The impact of migraine on patients with major depressive disorder

Ching I. Hung, Chia Yih Liu, Yeong Yuh Juang, Shuu Jiun Wang*


研究成果: Article同行評審

34 引文 斯高帕斯(Scopus)


Background. - The impact of migraine and other headache types among psychiatric outpatients with major depressive disorder (MDD) has not been fully described. Objective. - To investigate the impact of migraine on the severity, physical, and anxiety symptoms in patients with MDD and to examine the interaction between headache and depression. Methods. - This clinic-based study enrolled consecutive psychiatric outpatients meeting DSM-IV criteria for MDD. Headache types were diagnosed based on the International Classification of Headache Disorders, 2nd edition (2004). Three psychometric instruments were used to evaluate anxiety, depression, and physical components: the Hamilton Depression Rating Scale, the Beck Depression Inventory, and the Hospital Anxiety and Depression Scale. In addition, the interactions between headache and their depressive episode were also evaluated. Results. - Compared with patients without migraine, MDD patients with comorbid migraine (n = 73, 48.3%) had higher physical and anxiety scores on the three psychometric instruments. Migraine accounted for 5% to 11% of the variance of the total scores on the three psychometric scales.
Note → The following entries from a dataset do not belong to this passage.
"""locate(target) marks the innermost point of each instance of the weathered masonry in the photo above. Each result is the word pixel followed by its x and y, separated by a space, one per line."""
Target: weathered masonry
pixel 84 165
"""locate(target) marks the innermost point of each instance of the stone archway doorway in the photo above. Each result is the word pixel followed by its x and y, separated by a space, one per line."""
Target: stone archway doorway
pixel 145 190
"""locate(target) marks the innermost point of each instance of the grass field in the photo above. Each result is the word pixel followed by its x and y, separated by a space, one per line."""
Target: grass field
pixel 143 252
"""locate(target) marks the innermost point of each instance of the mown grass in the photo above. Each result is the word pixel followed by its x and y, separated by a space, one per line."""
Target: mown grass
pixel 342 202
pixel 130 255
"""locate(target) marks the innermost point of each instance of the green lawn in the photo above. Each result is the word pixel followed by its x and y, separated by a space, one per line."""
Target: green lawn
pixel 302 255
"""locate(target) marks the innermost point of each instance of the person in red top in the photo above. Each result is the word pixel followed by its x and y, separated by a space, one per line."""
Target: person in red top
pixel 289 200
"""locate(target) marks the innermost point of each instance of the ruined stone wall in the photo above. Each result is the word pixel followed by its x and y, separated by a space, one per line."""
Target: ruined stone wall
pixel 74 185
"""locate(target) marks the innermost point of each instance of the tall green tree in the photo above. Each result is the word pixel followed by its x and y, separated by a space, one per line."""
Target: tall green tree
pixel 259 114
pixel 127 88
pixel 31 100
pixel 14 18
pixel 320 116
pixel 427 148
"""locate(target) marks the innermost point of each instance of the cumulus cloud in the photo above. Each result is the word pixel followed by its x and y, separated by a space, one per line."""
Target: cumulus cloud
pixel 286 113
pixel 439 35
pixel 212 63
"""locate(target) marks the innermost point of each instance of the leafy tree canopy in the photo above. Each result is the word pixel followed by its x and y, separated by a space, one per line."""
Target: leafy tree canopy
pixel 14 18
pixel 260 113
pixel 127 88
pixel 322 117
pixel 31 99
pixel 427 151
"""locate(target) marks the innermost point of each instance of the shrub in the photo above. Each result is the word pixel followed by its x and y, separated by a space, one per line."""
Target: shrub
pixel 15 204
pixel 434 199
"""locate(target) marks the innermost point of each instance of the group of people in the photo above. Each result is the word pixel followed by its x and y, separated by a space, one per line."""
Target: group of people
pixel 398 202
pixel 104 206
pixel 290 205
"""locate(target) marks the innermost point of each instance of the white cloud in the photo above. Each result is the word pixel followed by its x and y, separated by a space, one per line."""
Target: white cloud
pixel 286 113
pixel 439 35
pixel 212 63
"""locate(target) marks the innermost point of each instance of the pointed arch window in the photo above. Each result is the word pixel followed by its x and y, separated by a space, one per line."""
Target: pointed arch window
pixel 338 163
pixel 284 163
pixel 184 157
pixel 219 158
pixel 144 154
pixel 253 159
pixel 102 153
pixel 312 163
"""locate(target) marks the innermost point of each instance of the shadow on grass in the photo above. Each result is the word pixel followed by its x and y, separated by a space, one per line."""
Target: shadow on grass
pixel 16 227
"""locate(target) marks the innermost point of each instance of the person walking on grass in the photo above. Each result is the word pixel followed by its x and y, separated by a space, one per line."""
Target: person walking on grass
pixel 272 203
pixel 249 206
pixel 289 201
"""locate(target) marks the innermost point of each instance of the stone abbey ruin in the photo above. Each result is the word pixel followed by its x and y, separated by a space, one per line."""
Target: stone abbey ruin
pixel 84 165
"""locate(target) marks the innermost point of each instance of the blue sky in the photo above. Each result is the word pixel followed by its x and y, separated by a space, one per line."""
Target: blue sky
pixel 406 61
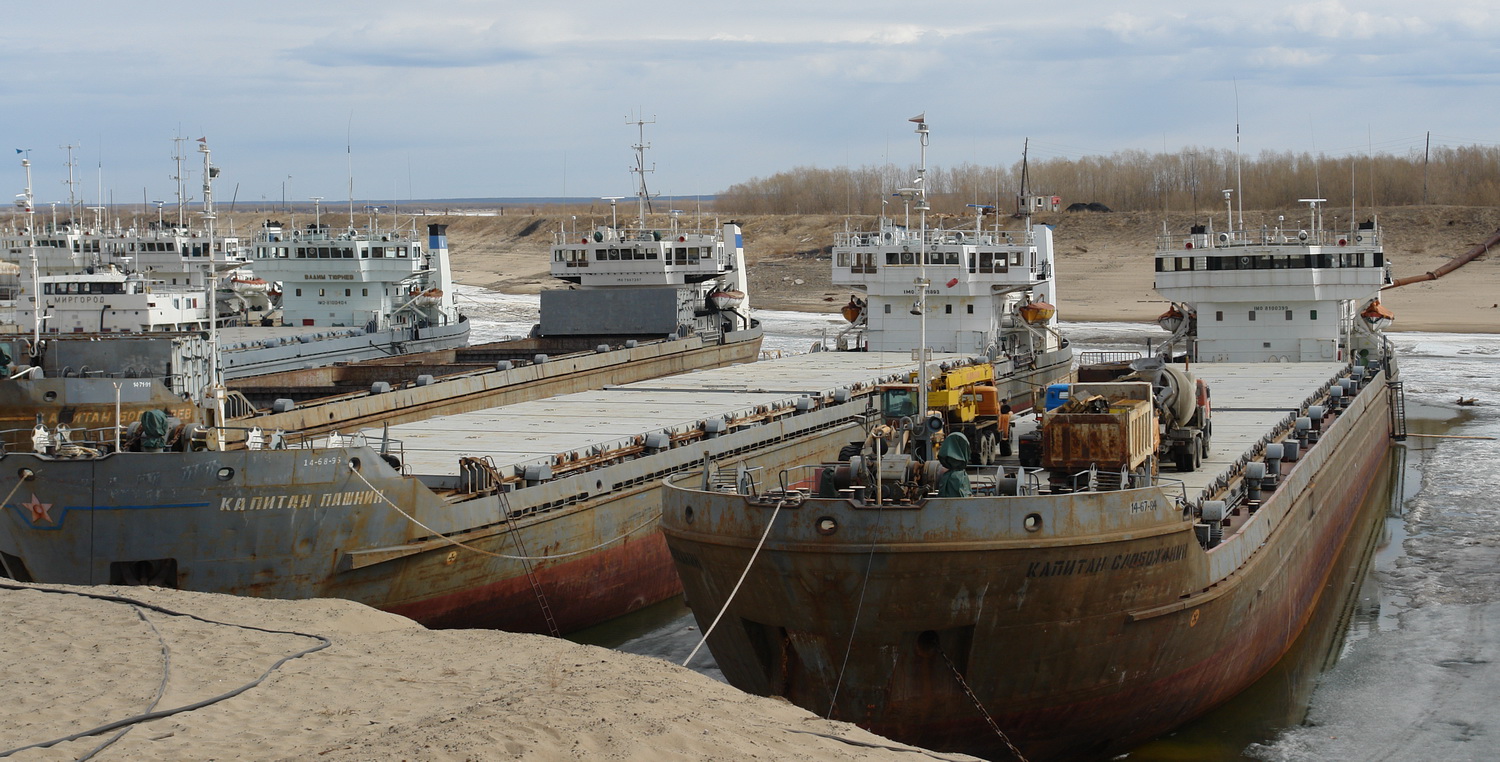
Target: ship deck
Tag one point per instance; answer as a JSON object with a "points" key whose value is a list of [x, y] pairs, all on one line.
{"points": [[533, 432], [1247, 401]]}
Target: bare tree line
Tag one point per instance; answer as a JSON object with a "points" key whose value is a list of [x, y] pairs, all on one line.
{"points": [[1188, 180]]}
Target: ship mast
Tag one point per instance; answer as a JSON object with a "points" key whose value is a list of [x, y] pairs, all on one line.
{"points": [[177, 159], [923, 435], [30, 245], [215, 386], [644, 197]]}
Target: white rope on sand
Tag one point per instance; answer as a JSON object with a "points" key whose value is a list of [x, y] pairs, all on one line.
{"points": [[743, 575]]}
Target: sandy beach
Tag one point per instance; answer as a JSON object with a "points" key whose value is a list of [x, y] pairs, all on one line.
{"points": [[374, 686]]}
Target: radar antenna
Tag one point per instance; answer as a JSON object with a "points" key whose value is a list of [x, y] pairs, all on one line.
{"points": [[641, 167]]}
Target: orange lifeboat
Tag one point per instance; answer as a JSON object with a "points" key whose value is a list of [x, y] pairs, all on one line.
{"points": [[1377, 315], [1037, 311], [248, 285], [852, 309], [1170, 320], [726, 299]]}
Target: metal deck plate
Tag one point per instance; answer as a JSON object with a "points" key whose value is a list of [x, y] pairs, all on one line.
{"points": [[533, 432]]}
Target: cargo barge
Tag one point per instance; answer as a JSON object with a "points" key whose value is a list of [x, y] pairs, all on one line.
{"points": [[1122, 573]]}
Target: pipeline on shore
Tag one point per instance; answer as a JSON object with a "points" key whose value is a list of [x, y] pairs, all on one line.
{"points": [[1470, 255]]}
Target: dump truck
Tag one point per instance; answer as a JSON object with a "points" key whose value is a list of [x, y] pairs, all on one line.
{"points": [[1104, 426], [1091, 428]]}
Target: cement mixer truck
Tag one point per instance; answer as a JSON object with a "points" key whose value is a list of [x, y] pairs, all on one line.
{"points": [[1184, 410], [1106, 422]]}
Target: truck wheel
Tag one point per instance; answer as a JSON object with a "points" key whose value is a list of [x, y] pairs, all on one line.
{"points": [[1184, 456], [986, 449]]}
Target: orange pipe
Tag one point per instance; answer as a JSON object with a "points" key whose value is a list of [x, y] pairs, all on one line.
{"points": [[1454, 264]]}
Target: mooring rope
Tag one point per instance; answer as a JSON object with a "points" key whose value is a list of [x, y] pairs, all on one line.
{"points": [[977, 705], [161, 687], [743, 575], [459, 543], [323, 642], [858, 609]]}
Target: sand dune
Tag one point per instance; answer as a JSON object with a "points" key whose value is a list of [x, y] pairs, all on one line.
{"points": [[374, 686]]}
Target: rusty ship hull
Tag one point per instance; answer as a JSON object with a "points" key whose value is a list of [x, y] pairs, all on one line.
{"points": [[1083, 623], [534, 516]]}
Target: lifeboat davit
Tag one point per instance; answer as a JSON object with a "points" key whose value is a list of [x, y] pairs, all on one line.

Approximately half (48.5%) of patients reported headache worsening during or after a depressive episode. Conclusions. - Our study found that comorbidity of migraine in patients with MDD was associated with more anxiety and physical symptoms. Headache should not be considered as only a somatic symptom of depression, but should be treated as an important comorbid disorder because it might exacerbate or interact with depression during a depressive episode.